3. Counting inversions  
   – Initialize inversions = 0.  
   – Iterate i = 0..N−1:  
     • Let r = compressed rank of A[i].  
     • Query small = fenw.sum(r) = number of previous elements ≤ A[i].  
     • Number of previous elements = i.  
     • Then count of previous elements > A[i] = i − small. Add that to inversions.  
     • fenw.add(r, 1) to mark A[i] as seen.

Complexity: O(N log N) time, O(N) extra space.
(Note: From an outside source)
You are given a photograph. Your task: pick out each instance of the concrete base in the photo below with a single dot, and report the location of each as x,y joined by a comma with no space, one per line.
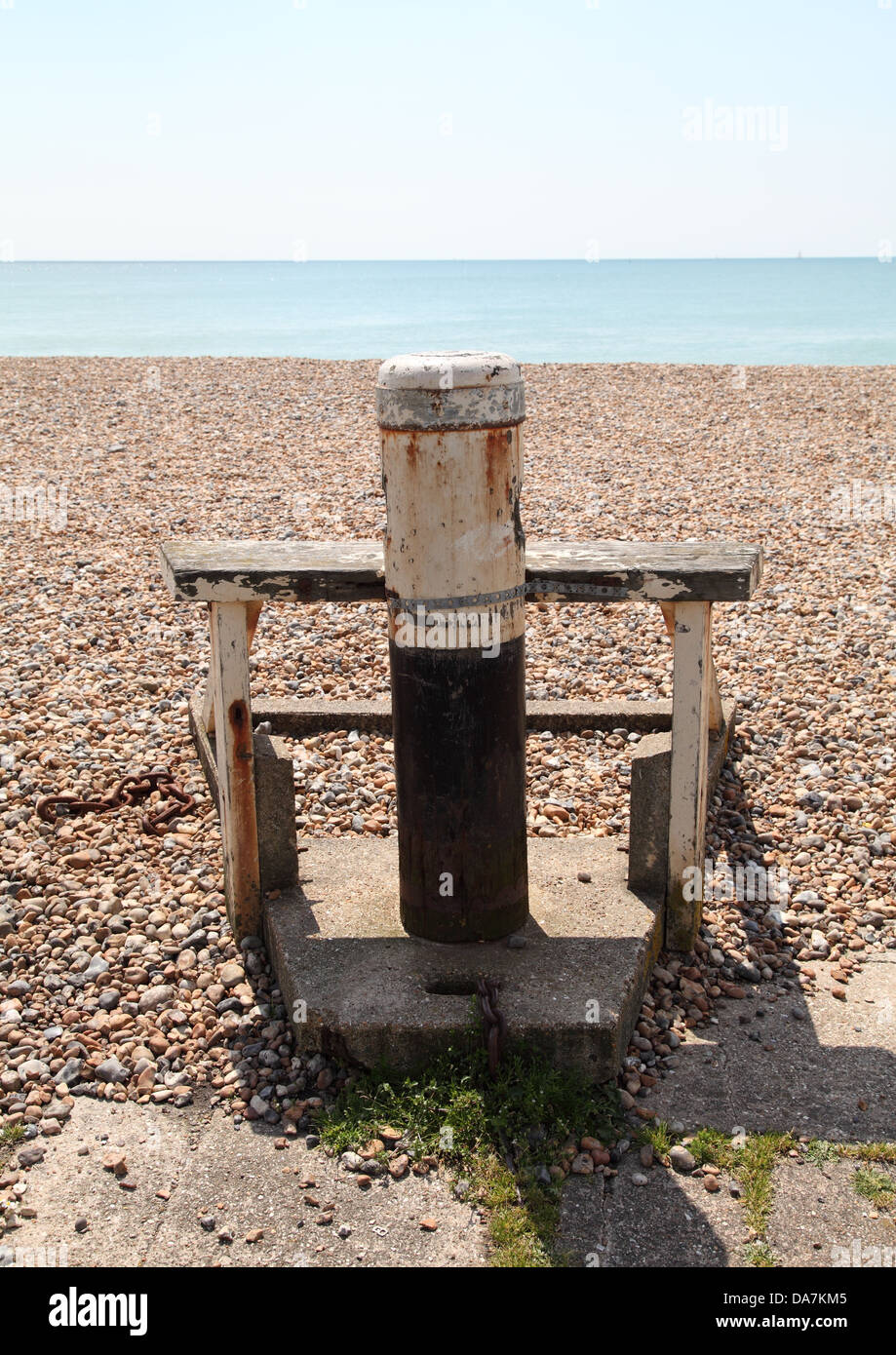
371,993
3. Provided C++ Solution with Detailed Comments  

```cpp
#include <bits/stdc++.h>
using namespace std;

// Fast max/min updates
template<class T, class T2>
inline void chkmax(T& x, const T2& y) {
    if (x < y) x = y;
}
template<class T, class T2>
inline void chkmin(T& x, const T2& y) {
    if (x > y) x = y;
}

const int MAXN = (1 << 16);  // up to 65,536

int n;
int a[MAXN + 42];            // input array
vector<int> li;              // for compression

// Fenwick tree variables
int sz;                       // size of compressed range
int tr[MAXN + 42];            // BIT array

// Read input
void read() {
    cin >> n;
    for (int i = 0; i < n; i++) {
        cin >> a[i];
    }
}

// Initialize the Fenwick tree
void init() {
    sz = (int)li.size() + 1;    // we will use indices 1..sz
    memset(tr, 0, sizeof(tr));  // clear BIT
}

// Add +1 at position x in the Fenwick tree
void add(int x) {
    // standard BIT update: climb to parents
    for (; x <= sz; x += (x & -x)) {
        tr[x]++;
    }
}

// Query prefix sum [1..x]
int query(int x) {
    int ret = 0;
    // standard BIT sum: climb to root
    for (; x > 0; x -= (x & -x)) {
        ret += tr[x];
    }
    return ret;
}

// Solve the inversion count
void solve() {
    // 1) Gather all values for compression
    for (int i = 0; i < n; i++) {
        li.push_back(a[i]);
    }
    // 2) Sort and deduplicate
    sort(li.begin(), li.end());
    li.erase(unique(li.begin(), li.end()), li.end());
    // 3) Replace a[i] by its rank in li (1-based)
    for (int i = 0; i < n; i++) {
        a[i] = int(lower_bound(li.begin(), li.end(), a[i]) - li.begin()) + 1;
    }
    // 4) Prepare BIT
    init();
    // 5) Traverse and count inversions
    uint32_t answer = 0;
    for (int i = 0; i < n; i++) {
        // Number of seen elements ≤ a[i]:
        int small = query(a[i]);
        // Total seen is i, so bigger count is i - small
        answer += (i - small);
        // Mark a[i] as seen
        add(a[i]);
    }
    // Output result
    cout << answer << '\n';
}

int main() {
    ios_base::sync_with_stdio(false);
    cin.tie(NULL);

    read();
    solve();
    return 0;
}
```

4. Python Solution with Detailed Comments  

```python
import sys
data = sys.stdin.read().strip().split()
n = int(data[0])
A = list(map(int, data[1:]))

# 1. Coordinate compression: map each value to its 1-based rank
vals = sorted(set(A))         # sorted unique values
rank = {v: i+1 for i, v in enumerate(vals)}  # value -> rank
M = len(vals)                 # compressed range size

# 2. Fenwick Tree (BIT) implementation
class Fenwick:
    def __init__(self, size):
        self.n = size
        self.fw = [0] * (size + 1)
    def add(self, i, v):
        # increment position i by v
        while i <= self.n:
            self.fw[i] += v
            i += i & -i
    def sum(self, i):
        # prefix sum [1..i]
        s = 0
        while i > 0:
            s += self.fw[i]
            i -= i & -i
        return s

fenw = Fenwick(M)
inversions = 0

# 3. Traverse the array, count how many previous > current
for i, x in enumerate(A):
    r = rank[x]         # compressed rank
    # number of seen ≤ x is fenw.sum(r)
    smaller_or_equal = fenw.sum(r)
    # seen so far is i, so those > x is i - smaller_or_equal
    inversions += (i - smaller_or_equal)
    # mark this element as seen
    fenw.add(r, 1)

# 4. Print result
print(inversions)
```

5. Compressed Editorial  

- Task: Count pairs i<j with A[i]>A[j] (inversions).  
- N up to 65 537, Ai up to 10^9 ⇒ need O(N log N).  
- Two methods: merge‐sort counting or Fenwick tree.  
- Fenwick approach:  
  1. Coordinate compress A into [1..M].  
  2. Fenwick tree stores counts of seen elements.  
  3. For each A[i], query number ≤ A[i], subtract from i to get count of greater, accumulate.  
  4. Update Fenwick at rank(A[i]).  
- Complexity O(N log N), memory O(N).